A campaign group opposed to a Farrells masterplan for a huge tall tower-led redevelopment of Bishopsgate Goodsyard has said the proposals resemble “London’s most reviled modern buildings”.
A public consultation with the two planning authorities – Tower Hamlets and Hackney – ends in less than two weeks. In all, 12 towers are proposed for the 4.2 ha site on the edge of Shoreditch, ranging from just under 24 metres through to 180 metres tall.
Among those lined up to work on the £800m scheme are Farrells and PLP with four residential towers of 46, 42, 34 and 30 storeys proposed. Two more towers of 24 and 16 storeys are planned as well.
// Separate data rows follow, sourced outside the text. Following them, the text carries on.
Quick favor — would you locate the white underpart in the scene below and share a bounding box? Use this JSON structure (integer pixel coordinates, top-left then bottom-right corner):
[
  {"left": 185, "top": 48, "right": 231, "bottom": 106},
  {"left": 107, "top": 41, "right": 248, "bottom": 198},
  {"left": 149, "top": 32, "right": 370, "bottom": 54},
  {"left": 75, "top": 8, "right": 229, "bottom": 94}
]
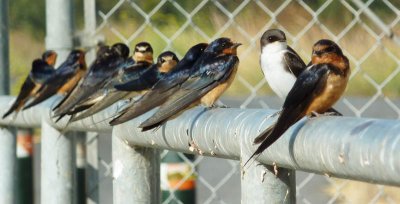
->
[{"left": 260, "top": 41, "right": 296, "bottom": 99}]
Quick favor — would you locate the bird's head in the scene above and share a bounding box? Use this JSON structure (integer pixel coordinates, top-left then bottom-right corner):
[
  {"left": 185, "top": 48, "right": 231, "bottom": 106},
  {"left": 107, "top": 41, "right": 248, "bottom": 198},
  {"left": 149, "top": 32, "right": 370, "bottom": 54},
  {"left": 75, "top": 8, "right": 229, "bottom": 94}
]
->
[
  {"left": 260, "top": 29, "right": 286, "bottom": 47},
  {"left": 133, "top": 42, "right": 153, "bottom": 64},
  {"left": 311, "top": 39, "right": 345, "bottom": 64},
  {"left": 42, "top": 50, "right": 57, "bottom": 66},
  {"left": 205, "top": 38, "right": 242, "bottom": 55},
  {"left": 157, "top": 51, "right": 179, "bottom": 73},
  {"left": 111, "top": 43, "right": 129, "bottom": 59}
]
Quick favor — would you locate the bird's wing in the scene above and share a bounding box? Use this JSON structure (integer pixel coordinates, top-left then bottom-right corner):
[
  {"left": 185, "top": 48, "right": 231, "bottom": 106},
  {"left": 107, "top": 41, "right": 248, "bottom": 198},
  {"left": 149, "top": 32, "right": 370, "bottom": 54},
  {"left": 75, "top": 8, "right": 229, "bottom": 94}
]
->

As well as 1,464 homes, it will also include new shops, offices and a park.
Farrells is also set to work on a series of office blocks planned at the site, including two buildings of 14 and 12 storeys while Faulkner Browns Architects is working on the scheme’s retail element.
Chris Dyson Architects is responsible for the historic properties – two of the Goodsyard’s structures are grade II listed – with Spacehub line dup for the park.
But local campaign group More Light, More Power is asking locals to write to the local authorities and object to the proposals.
Spokesman David Donoghue said of the Farrells scheme: “It’s big, ugly and not fit for purpose.Generic Hong Kong-style skyscrapers are proposed for Shoreditch, with shadows taking us back 100 years.
“A project of this size and profile should be a leader in mid-rise development and progressive architecture. These building designs veer uncomfortably close to London’s most reviled modern buildings.”
According to the planning application submitted by planning agent DP9, the four tallest towers will provide just over 1,000 apartments of the planned 1,464 units.
The scheme is being jointly developed by Hammerson and Ballymore Group who want to include parts of the goodsyard’s grade II-listed Braithwaite Viaduct into the development.
Managing director of Ballymore UK John Mulryan told the Hackney Citizen: “You don’t get a chance to open up such a large slice of London for public use very often, so we are keen to make this a flagship development.
“Londoners will get the chance to enjoy this important part of the capital’s heritage after years hidden from view. We want to create a great place to live, work and visit.”
The site was damaged by fire in the 1960s and has been derelict ever since. It is currently used by a five-a-side football teams and as a Boxpark retail venture.